I am thinking about the following problem
Consider four disjoint disc of the form $D_k:=\{z\in \Bbb C:|z-a_k|\leq r_k\}$ for $ k=1,2,3,4$ in $\Bbb C$. Write $\text{int}(D_k):=\{z\in \Bbb C:|z-a_k|< r_k\}$ and $\partial D_k:=\{z\in \Bbb C:|z-a_k|= r_k\}$ for $ k=1,2,3,4$.
Does there exist a homeomorphism $f$ from $\displaystyle\Bbb C\backslash\big(\text{int}(D_1)\cup\text{int}(D_2)\cup\text{int}(D_3)\cup\text{int}(D_4)\big)$ to itself such that $f(\partial D_1)=\partial D_3$ and $f(\partial D_2)=\partial D_4$ with $\lim_{|z|\to \infty}\big|f(z)|=\infty$?
An alternative formulation of this question is that
Does there exist a homeomorphism $F$ from $\Bbb S^2\backslash\text{interior of four non-intersecting circles}$ to itself so that $F$ sends boundary one circle to the boundary of another circle?
Also what happens if I remove interior $2n$-many circles for any $n\geq 2$? Is it special for only $\Bbb S^2$, or it can be done for any manifold of dimension at least $2$, though in this case, we have to consider removing $n$-dimensional open ball from manifold.
Any help will be appreciated.
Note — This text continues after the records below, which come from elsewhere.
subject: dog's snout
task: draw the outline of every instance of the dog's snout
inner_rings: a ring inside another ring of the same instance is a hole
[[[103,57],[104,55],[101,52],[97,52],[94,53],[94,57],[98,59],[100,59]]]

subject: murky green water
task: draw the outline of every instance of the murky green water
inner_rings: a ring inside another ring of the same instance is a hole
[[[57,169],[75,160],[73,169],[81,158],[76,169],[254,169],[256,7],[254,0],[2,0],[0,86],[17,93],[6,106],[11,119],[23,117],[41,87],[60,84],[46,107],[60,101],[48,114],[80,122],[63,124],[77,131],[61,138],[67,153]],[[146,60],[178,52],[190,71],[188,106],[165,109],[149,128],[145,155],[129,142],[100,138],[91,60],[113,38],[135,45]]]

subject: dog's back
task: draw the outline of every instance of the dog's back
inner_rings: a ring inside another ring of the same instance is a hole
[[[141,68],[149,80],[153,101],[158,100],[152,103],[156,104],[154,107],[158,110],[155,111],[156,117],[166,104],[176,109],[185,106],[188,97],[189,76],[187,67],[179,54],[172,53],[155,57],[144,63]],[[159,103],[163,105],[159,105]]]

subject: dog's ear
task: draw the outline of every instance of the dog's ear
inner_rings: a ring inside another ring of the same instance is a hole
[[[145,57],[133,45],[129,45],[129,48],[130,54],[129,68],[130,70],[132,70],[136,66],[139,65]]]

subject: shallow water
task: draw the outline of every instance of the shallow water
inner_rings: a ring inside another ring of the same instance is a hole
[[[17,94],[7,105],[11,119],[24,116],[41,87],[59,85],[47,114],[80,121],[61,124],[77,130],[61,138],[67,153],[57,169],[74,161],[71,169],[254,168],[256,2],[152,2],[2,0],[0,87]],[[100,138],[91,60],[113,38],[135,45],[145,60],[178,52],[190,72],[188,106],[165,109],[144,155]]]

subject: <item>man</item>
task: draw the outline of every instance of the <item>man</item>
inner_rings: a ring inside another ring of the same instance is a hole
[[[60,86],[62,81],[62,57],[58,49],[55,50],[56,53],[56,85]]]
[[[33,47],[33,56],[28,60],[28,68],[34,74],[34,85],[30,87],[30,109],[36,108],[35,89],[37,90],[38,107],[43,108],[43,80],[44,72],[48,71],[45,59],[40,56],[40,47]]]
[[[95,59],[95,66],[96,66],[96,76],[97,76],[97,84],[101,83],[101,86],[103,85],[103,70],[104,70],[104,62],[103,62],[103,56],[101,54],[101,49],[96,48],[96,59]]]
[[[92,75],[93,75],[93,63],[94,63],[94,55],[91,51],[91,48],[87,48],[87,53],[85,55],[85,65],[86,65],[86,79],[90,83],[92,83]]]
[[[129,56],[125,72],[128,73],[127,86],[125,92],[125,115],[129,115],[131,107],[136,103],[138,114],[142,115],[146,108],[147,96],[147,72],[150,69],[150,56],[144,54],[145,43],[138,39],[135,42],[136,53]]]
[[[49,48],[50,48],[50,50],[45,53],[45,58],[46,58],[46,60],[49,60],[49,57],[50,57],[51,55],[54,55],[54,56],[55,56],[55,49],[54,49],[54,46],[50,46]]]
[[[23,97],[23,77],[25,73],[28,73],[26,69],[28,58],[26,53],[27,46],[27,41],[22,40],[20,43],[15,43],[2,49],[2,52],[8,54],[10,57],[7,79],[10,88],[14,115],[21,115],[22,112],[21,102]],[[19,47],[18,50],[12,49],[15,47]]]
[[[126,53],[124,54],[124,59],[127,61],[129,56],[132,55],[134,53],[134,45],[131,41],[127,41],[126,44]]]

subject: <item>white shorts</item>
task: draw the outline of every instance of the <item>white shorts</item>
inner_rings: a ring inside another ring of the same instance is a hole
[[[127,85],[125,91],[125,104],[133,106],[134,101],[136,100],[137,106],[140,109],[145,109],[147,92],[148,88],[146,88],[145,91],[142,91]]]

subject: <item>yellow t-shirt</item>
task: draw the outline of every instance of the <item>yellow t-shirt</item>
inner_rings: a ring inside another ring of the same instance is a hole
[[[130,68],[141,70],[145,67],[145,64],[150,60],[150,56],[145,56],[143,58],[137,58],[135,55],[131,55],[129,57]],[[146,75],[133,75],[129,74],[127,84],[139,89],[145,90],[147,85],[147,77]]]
Thanks in advance.
If you arrange the $4$ disks evenly around the equator of the unit $2$-sphere in $\mathbb{R}^3$, in the order $D_1,D_2,D_3,D_4$, then the map $x\mapsto -x$ will interchange $\partial D_1$ and$\partial D_3$ as well as interchange $\partial D_2$ and $\partial D_4$.
In general, if you have $n$ disks removed from a $2$-sphere, you can arrange all but $2$ of them along the equator, and the other two at the poles, and then reflect about the plane through the equator, swapping just two of them. Composing swaps will give you any permutation.
Note that applying an odd permutation in this way reverses the orientation of each boundary. To fix this, you can line all the disks along the equator and reflect about the plane through the equator.